Zaipi, 1998 |
Hasta me animo a sonreír y a guiñar un ojo. De otro trago, termino la cerveza y eructo antes de volver al teclado: “Pascualón era agricultor, como su padre y como su abuelo. Un agricultor ya poco al uso. De los que aun se entregan a la hacienda familiar con todo el sentido trascendente de sus mayores, de los que se sienten desafinar por el hecho de vivir en la ciudad. Era hombre de pocas palabras y todas ellas aplastantemente definitivas. Poco dado a festejos; huía por instinto de toda vida social que no fuera la de la partida de guiñote, la cuadrilla de caza o sus animados encuentros con algún vecino del pueblo, de los que a menudo solían pasarse por el bar...” Me detengo. –No. Yo ya se de que pie cojeaba Pascualón y por ahora sólo escribo notas- Selecciono el párrafo y lo suprimo -¿Y si hablara en primera persona? ¿Como si contara la historia el propio Mercader?- Medito un instante. …pero si dotara a este tipo de capacidad autocrítica, adulteraría el personaje. No sería creíble y además resultaría demasiado recurrente; los personajes capaces de reconducirse a la senda de la perfección para analizar sin pasión su propia vida, no existen fuera de Holliwood. -¿No existen?- No se si existen o no… pero en todo caso nada tienen que ver con este. Me obligaría a ceñirme demasiado a los hechos, obviando multitud de detalles ajenos a la pareja; cotilleos, mentiras y medias verdades alegremente manejadas por terceros. Precisamente esas que mejor conozco y que casualmente son las que se la ponían más tiesa al público.
Suena el teléfono. Es Matthieu. –Ahora no. Que vuelva a llamar- pienso un poco fastidiado por su inoportunidad y bajo el volumen hasta que corta la llamada.

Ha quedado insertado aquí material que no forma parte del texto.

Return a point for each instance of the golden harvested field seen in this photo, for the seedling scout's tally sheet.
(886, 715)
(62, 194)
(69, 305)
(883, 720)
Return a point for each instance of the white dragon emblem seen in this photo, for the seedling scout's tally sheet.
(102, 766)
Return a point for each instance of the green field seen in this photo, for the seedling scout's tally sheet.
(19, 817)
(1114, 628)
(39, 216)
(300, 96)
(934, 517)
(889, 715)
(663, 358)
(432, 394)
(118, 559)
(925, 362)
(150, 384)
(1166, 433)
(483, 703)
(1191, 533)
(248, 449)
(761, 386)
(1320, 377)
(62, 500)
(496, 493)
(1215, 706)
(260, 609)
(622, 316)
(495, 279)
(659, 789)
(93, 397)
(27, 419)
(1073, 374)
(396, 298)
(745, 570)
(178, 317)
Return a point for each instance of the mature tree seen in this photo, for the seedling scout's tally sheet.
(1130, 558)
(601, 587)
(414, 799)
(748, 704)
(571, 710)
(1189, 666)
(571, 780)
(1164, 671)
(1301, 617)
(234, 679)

–“Se la ponían tiesa al público”- repito en voz baja. -Suena bien- concedo divertido y acto seguido, trato de evocar una estampa: apenas un residuo borroso, lo justo para distinguir algunas caras. Sin embargo resiste bastante bien la impronta general del cuartucho junto al patio de la casa, aquel que, en un alarde de visión empresarial, se habilitó como reservado. También aguanta, como no, el eco del jolgorio y el humo de hachís que tanto ofendía a la los vecinos, las mesas, con hule, tomadas de una venta del Quijote, la baraja sobre un tapete siempre seboso, el garbo picante de Mariela entrando jarras y más jarras de cerveza, las manos de Raúl buceando mansamente bajo su falda y la risa boba y complaciente de ella. Puntualmente; también algún desplante con trazas de virtud y la voz engolada de él, casi siempre coreada por la excitada parroquia.
2 comentarios:
Y a mi que me parece que en el fondo todo lo que pasa es que siempre quisiste ser él. El que se tiraba a Mariela, claro.
Saludos
¡Mierda! Y a mi que me parecía que nadie se iba a dar cuenta.